All but the bottom two were written by U-Kings graduates. The Nova Scotia Home for Colored Children is an oral history/personal history. The Fruitful City is about urban gleaners who ask the question: Can neglected city-grown fruit address hunger, waste, and food illiteracy? Eating Dirt takes us on the forest road with the tree-planting tribe of Canada’s west coast, while No Place to Go shows us how far we have to go to achieve potty parity–the author’s phrase–for all.

Catfish Dreams I was reading as I came here-it’s a story similar to the one I’m working on (about soul food entrepreneurship) and published by the press that would be my “reach school” if this were college, not publishing I’m trying to get into.

The Immortal Life of Henrietta Lacks went on my must-read list after mentor Harry Thurston mentioned it in a workshop. Why? “A privileged white woman writes about an African American working-class woman,” Harry said. I’m trying to achieve a similar cross-cultural acceptance by my subjects, for my book.

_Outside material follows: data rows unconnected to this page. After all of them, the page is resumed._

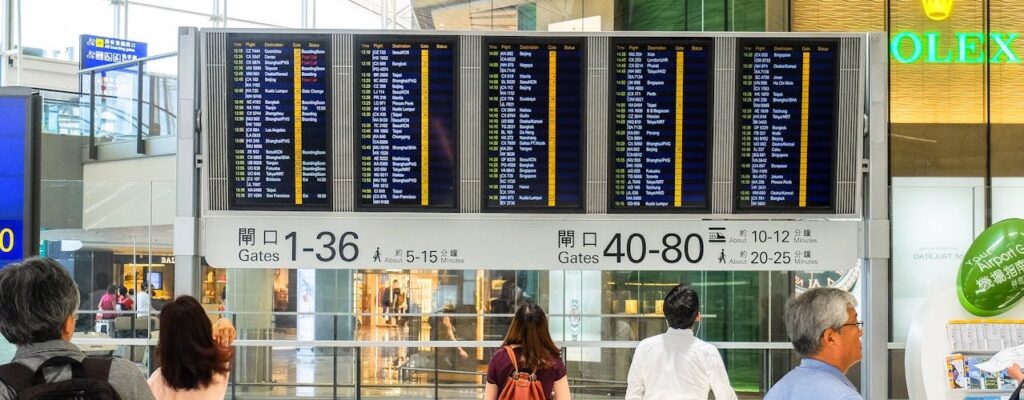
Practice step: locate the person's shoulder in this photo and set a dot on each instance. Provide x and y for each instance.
(706, 347)
(652, 341)
(500, 356)
(128, 380)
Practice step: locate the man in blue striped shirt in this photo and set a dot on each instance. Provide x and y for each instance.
(824, 330)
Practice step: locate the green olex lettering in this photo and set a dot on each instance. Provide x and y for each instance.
(933, 49)
(968, 44)
(918, 48)
(1003, 42)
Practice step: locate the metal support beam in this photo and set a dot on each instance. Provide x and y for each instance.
(875, 368)
(187, 269)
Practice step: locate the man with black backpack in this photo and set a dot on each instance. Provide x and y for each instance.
(38, 301)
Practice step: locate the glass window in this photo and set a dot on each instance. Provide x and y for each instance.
(201, 6)
(346, 14)
(55, 35)
(285, 13)
(159, 28)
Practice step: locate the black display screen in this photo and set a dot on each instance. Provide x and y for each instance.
(534, 124)
(408, 140)
(660, 124)
(279, 128)
(787, 124)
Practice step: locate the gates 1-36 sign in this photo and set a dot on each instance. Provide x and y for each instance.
(485, 242)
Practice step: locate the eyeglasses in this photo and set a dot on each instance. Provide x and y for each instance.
(858, 324)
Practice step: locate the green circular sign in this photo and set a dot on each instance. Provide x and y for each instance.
(991, 277)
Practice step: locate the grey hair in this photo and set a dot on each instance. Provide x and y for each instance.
(37, 296)
(808, 315)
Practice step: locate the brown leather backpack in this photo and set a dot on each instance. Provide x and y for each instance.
(521, 386)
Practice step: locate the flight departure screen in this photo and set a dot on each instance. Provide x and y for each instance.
(787, 124)
(535, 94)
(660, 122)
(279, 128)
(407, 142)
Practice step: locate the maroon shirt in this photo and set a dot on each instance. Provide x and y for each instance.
(501, 368)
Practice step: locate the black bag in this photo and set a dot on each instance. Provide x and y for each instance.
(89, 380)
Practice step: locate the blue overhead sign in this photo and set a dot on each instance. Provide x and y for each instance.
(17, 221)
(98, 50)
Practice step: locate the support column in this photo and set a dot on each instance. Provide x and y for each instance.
(875, 368)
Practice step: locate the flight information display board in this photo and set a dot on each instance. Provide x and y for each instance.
(787, 125)
(535, 124)
(660, 121)
(279, 128)
(407, 120)
(18, 181)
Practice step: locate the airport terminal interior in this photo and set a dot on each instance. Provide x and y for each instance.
(369, 188)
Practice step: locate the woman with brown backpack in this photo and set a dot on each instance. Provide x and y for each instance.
(528, 366)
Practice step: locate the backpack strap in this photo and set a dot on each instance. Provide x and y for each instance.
(97, 367)
(77, 369)
(16, 376)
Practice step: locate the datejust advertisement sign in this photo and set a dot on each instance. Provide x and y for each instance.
(99, 50)
(991, 277)
(522, 242)
(16, 136)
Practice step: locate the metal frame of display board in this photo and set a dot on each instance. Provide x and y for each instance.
(198, 211)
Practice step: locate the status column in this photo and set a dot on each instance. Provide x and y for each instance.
(425, 127)
(679, 130)
(297, 118)
(804, 110)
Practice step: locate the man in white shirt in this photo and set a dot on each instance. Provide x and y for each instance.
(676, 364)
(142, 300)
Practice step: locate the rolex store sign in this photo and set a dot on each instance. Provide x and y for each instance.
(991, 277)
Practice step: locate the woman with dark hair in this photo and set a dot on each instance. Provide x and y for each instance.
(108, 303)
(124, 300)
(195, 356)
(529, 341)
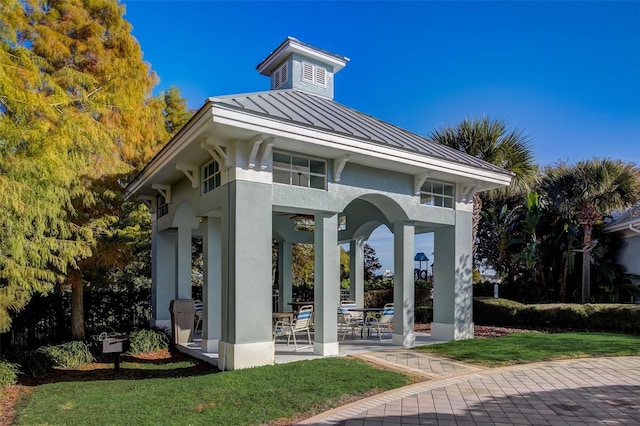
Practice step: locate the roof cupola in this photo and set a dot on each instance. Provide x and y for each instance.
(298, 65)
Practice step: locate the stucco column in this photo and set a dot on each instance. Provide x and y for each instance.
(356, 271)
(453, 285)
(163, 272)
(183, 262)
(285, 276)
(403, 284)
(212, 287)
(246, 276)
(326, 290)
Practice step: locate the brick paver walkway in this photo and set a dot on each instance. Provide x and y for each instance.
(590, 391)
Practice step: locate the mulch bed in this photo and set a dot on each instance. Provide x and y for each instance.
(10, 396)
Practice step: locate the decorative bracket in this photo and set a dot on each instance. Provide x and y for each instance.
(149, 201)
(215, 151)
(191, 172)
(266, 153)
(338, 166)
(255, 146)
(418, 180)
(469, 191)
(164, 190)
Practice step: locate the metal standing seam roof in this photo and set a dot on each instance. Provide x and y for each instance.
(628, 217)
(317, 112)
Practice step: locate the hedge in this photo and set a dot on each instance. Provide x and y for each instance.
(621, 318)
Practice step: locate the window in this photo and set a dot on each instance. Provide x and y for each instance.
(210, 177)
(163, 207)
(437, 194)
(314, 74)
(298, 170)
(280, 76)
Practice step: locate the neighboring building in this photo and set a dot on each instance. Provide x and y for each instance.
(628, 225)
(292, 165)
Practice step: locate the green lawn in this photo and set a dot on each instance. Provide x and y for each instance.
(531, 347)
(183, 393)
(251, 396)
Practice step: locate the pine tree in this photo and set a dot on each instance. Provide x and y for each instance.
(76, 117)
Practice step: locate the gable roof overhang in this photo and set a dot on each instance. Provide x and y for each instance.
(241, 117)
(626, 221)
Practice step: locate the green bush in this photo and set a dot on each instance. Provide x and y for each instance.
(68, 355)
(142, 341)
(8, 373)
(35, 363)
(378, 298)
(621, 318)
(489, 311)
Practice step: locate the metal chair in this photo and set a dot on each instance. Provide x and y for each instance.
(301, 323)
(384, 322)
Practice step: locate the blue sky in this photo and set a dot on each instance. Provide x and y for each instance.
(565, 73)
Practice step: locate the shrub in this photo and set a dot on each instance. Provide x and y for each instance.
(142, 341)
(489, 311)
(8, 373)
(591, 317)
(34, 363)
(68, 355)
(377, 298)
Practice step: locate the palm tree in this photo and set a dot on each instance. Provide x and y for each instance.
(586, 193)
(489, 140)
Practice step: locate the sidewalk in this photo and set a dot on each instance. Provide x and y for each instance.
(587, 391)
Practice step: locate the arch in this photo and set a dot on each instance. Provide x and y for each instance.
(184, 217)
(366, 213)
(391, 209)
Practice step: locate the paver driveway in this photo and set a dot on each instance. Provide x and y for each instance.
(587, 391)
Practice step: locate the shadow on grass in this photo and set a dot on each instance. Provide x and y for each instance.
(170, 364)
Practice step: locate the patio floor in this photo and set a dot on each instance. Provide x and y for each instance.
(287, 353)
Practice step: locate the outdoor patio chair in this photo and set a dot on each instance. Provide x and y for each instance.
(348, 320)
(198, 315)
(384, 322)
(301, 323)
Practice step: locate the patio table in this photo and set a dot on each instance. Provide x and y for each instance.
(367, 312)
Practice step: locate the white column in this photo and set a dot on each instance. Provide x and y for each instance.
(403, 284)
(211, 290)
(183, 261)
(453, 284)
(356, 271)
(247, 339)
(285, 276)
(326, 284)
(163, 272)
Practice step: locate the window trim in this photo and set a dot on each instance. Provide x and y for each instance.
(206, 179)
(441, 195)
(314, 74)
(278, 81)
(162, 207)
(291, 171)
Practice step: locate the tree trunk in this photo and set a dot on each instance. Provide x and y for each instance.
(77, 305)
(477, 209)
(563, 282)
(586, 262)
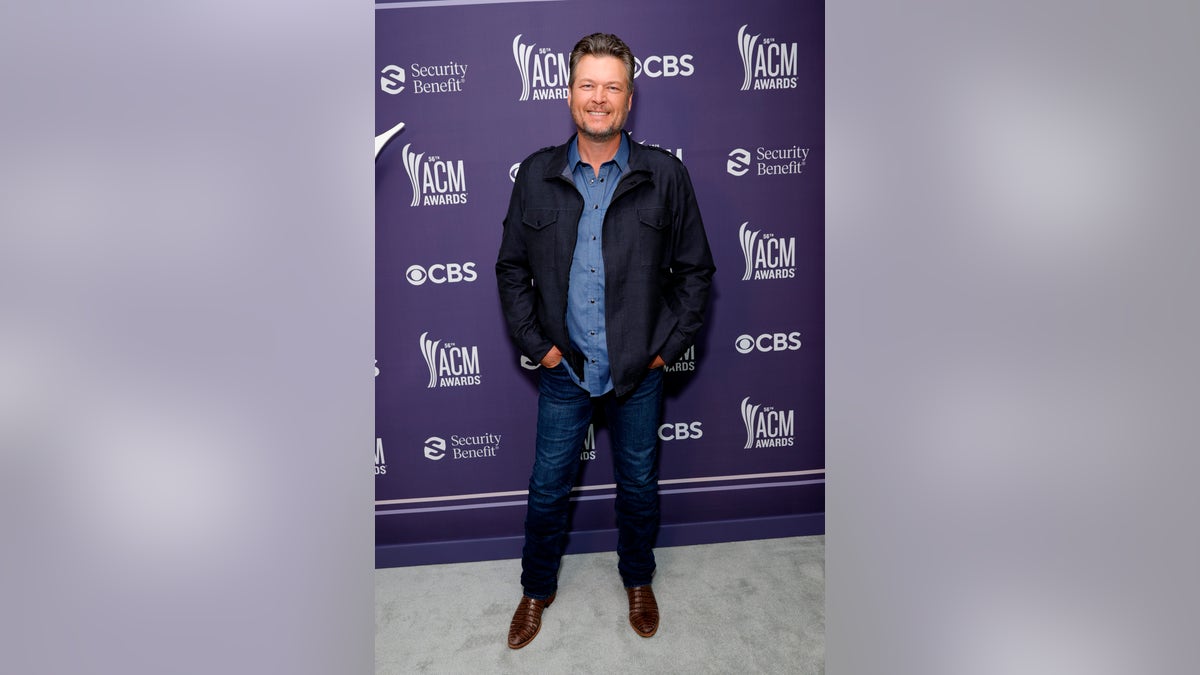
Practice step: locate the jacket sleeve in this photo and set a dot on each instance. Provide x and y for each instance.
(691, 270)
(515, 281)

What are some takeaways from Week 1 in the classroom?

  • With your narrator, you’re building a persona. How is he/she coming across?
  • Your book proposal is a living document, like your CV/resume. You’ll be pulling from & adapting your master version the rest of your writing life.
  • Vocabulary! Semantics vs. prosody–the meaning of what you say vs. the way you say it, the rhythm and sound of your words. Wait til I work those into a sentence–I’ll sound like a real grad student!!
  • Go where the events you’re writing about happened. There is no substitute, even if the events happened 400 years ago. Place speaks.
  • Ask: How will your reader be changed by this?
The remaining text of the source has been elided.